Le quartier des Courtillières a fini d’être rénové en 2018, ce qui ne fait pas l’unanimité parmi les habitant·e·s. « Ce n’est pas en mettant des fleurs ici ou là que tout va changer », exprimait Marie-José au micro du Parisien.
On a tous fait notre primaire de notre côté. Nos mamans ne nous laissaient pas sortir, à part en bas de la maison. Nous ne pouvions pas trop nous voir, à part quand on partait à l’association et les garçons au foot.
La maison de quartier… notre meilleur endroit !

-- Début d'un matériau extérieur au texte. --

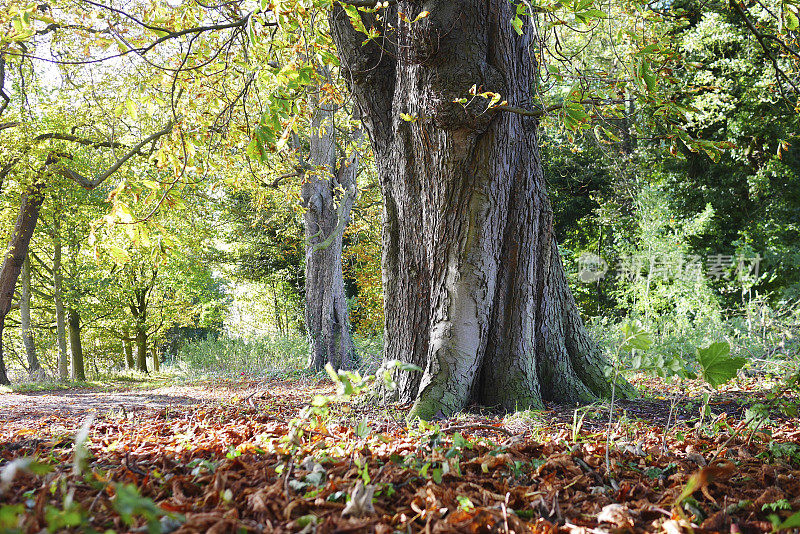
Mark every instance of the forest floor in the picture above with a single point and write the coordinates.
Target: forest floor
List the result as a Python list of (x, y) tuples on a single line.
[(226, 457)]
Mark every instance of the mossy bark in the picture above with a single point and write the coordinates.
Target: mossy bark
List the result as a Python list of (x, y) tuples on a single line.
[(75, 346)]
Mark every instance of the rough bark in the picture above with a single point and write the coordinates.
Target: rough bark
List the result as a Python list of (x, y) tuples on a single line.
[(474, 287), (34, 367), (127, 349), (28, 215), (141, 348), (328, 196), (75, 347), (58, 302)]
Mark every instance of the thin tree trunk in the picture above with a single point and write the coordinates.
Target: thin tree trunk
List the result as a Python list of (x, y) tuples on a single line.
[(34, 367), (141, 348), (127, 349), (474, 285), (154, 354), (76, 349), (328, 196), (30, 204), (61, 332)]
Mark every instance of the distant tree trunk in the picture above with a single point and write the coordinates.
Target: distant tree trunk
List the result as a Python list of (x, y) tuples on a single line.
[(154, 353), (34, 367), (474, 285), (277, 307), (58, 301), (127, 349), (30, 204), (141, 348), (76, 349), (328, 196)]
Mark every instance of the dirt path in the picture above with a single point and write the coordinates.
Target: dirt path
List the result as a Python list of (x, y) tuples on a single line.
[(15, 407)]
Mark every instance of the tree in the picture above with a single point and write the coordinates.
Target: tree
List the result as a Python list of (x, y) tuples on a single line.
[(474, 285), (328, 197)]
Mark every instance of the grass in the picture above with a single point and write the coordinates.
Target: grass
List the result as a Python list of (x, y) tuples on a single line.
[(105, 382)]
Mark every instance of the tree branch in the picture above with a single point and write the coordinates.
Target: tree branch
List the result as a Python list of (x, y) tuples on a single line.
[(91, 183), (761, 38)]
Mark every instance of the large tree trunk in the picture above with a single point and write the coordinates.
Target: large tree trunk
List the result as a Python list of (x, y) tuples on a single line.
[(141, 347), (58, 301), (127, 348), (30, 204), (328, 196), (34, 367), (154, 354), (75, 347), (474, 285)]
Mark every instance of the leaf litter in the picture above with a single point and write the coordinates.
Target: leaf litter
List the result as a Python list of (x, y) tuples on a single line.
[(245, 464)]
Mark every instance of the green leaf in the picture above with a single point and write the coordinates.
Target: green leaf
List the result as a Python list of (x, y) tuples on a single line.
[(516, 22), (792, 23), (647, 74), (120, 255), (716, 364), (635, 337)]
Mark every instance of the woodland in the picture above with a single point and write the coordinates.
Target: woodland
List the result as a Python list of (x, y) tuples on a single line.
[(332, 266)]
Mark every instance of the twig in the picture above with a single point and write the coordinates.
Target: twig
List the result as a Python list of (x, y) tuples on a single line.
[(286, 479), (457, 428)]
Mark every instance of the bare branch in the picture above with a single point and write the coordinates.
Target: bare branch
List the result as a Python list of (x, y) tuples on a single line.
[(91, 183)]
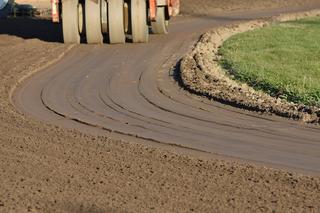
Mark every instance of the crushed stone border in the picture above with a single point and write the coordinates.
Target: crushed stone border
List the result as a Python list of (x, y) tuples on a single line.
[(201, 73)]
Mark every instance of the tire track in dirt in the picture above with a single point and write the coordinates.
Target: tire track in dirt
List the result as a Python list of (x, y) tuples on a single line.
[(128, 89)]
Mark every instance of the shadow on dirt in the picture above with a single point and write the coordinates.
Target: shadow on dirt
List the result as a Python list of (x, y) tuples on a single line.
[(32, 28)]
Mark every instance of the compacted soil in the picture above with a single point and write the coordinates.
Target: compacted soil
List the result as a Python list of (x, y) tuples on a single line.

En grandissant, nous traînions toujours tous ensemble. Enfin les 05 et les 06. Quand les 2005 sont partis de Jean Jaurès, ça a fait un vide dans notre primaire, le groupe s’est rétréci. Bref, la grande rentrée de sixième pour nous les 06. J’attendais tellement ce jour… Au collège, on a rencontré une nouvelle cité alors qu’on habite juste à côté. Elle s’appelle La Ruche, c’est des gens de Bobigny. Maintenant, je suis en troisième et les 05 sont parties au lycée. Je ne ressens plus de vide, je suis même contente pour elles car elles grandissent.
Dans mon quartier, y a aussi le SMJ (service municipal jeunesse)… notre meilleur endroit ! C’est à partir de 12 ans. Il y a tout là-bas : baby-foot, tennis de table, piano… mais nous la seule chose dont on se préoccupe c’est le Uno. Putain, c’est trop dar la maison de quartier. On tapait nos meilleurs chats à la bibliothèque, on se faisait courser par les bibliothécaires, on était des vrais bêtisiers.

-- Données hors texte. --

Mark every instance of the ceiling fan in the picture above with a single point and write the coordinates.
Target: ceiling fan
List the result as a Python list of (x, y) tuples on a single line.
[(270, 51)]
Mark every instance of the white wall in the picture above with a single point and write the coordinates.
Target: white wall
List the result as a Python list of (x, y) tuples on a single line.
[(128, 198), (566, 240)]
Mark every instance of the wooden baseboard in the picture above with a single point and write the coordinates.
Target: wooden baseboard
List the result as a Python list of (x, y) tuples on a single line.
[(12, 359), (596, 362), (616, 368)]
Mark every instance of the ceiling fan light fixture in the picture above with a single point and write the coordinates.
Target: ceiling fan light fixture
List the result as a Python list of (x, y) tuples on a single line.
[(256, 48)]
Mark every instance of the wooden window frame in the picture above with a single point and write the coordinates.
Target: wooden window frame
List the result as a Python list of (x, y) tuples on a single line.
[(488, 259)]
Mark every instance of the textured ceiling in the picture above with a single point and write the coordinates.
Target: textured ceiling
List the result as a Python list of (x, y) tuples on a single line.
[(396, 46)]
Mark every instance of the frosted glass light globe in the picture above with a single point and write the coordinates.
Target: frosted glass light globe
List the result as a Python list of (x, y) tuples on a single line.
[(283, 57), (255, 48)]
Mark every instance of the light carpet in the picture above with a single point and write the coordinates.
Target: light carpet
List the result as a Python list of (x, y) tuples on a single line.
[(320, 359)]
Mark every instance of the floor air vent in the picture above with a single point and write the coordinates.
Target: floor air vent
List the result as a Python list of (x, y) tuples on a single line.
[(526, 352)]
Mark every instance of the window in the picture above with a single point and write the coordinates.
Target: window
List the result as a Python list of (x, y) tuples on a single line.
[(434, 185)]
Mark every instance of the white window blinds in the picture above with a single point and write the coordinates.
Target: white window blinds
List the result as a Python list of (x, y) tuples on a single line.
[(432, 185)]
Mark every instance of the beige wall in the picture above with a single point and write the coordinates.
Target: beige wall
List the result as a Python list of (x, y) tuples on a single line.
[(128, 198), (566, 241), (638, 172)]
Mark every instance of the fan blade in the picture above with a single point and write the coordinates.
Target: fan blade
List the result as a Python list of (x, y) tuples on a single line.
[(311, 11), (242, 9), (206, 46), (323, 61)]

Je les kiffe mes gars et mes gos sûres
Je me rappelle : en 2018, j’étais en sixième, on y avait fait l’anniv’ surprise de nos deux potes, elles sont nées le même jour. On a fait une vraie bringue, c’était le feu ! Il y avait les filles et les garçons : franchement les garçons, c’est nos gars sûrs, ils sont là pour nous et on est là pour eux. C’est la famille. Il y a même des jours où on va au banc, notre meilleur ter-ter, c’est aux Fonds d’Eaubonne. Il y a plusieurs bancs là-bas, on s’assoit et on tape nos meilleurs fous rires. On raconte nos meilleurs Story Time. Qu’est-ce que je les kiffe mes gars et mes gos sûres.
Imaine aussi a grandi dans un quartier, celui du Val Fourré à Mantes-la-Jolie. Au début, son père a eu du mal à en accepter la diversité ; les nombreuses origines, religions et coutumes des habitant.e.s. Mais aujourd’hui, comme sa fille, il embrasse cette mixité et la solidarité y qui règne.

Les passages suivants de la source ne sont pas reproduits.